Claire shivered as she eased back down on the mattress. Her nakedness would barely even have registered in her consciousness if it hadn’t been for his searing gaze, drinking all of her in. She saw the way his eyes focussed on her breasts, the way his gaze moved down over her belly to where the triangle of her womanhood was barely concealed by the tiny landing strip of dark, closely cropped curls. It was as close to a Brazilian wax as her pain centres had allowed on her last beauty salon visit, but now she wished she had gone the whole distance. She wanted to please him, to surprise him, to show him she was no longer an innocent girl from the Australian Outback, starstruck by his good looks and status. She was a woman now—a woman who knew what she wanted. And what she wanted was him.
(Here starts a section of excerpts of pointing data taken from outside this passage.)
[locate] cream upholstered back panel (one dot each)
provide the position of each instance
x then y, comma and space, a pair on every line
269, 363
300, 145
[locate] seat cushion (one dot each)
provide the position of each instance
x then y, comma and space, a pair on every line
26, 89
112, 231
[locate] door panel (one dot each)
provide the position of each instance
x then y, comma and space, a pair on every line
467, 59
If it was only going to be for three months then she would settle for that. She had dealt with loss before and survived. She had made the mistake of living in the past too long. It was well and truly time to move on, to live in the moment as so many of her peers did. They didn’t worry about a few weeks of pleasure with a casual lover. They didn’t agonise over whether or not they should sleep with a man they were seriously attracted to. They just did it and enjoyed every minute of it.
Claire’s life, on the other hand, had become an anachronism; she had locked herself away in a time warp, not moving on with the times, not dealing with the past, stuck in a blank sort of limbo where her true feelings were papered over most of the time—until Antonio Marcolini had reappeared in her life and turned her world upside down and inside out.
From that first moment when she had heard his voice speak her name on the phone everything had changed. The feelings she had tried to squash had risen to the surface. They were bubbling even now, like volcanic mud, great big blobs of feeling, spluttering, popping with blistering heat, unpredictable, driven by forces outside of her control.
He kissed her mouth lingeringly, deeply and passionately, leaving her in a state of mindless, boneless need. Desire rippled through her as his tongue brushed against hers, calling hers into a sensual duel that left her gasping for more and more of his touch.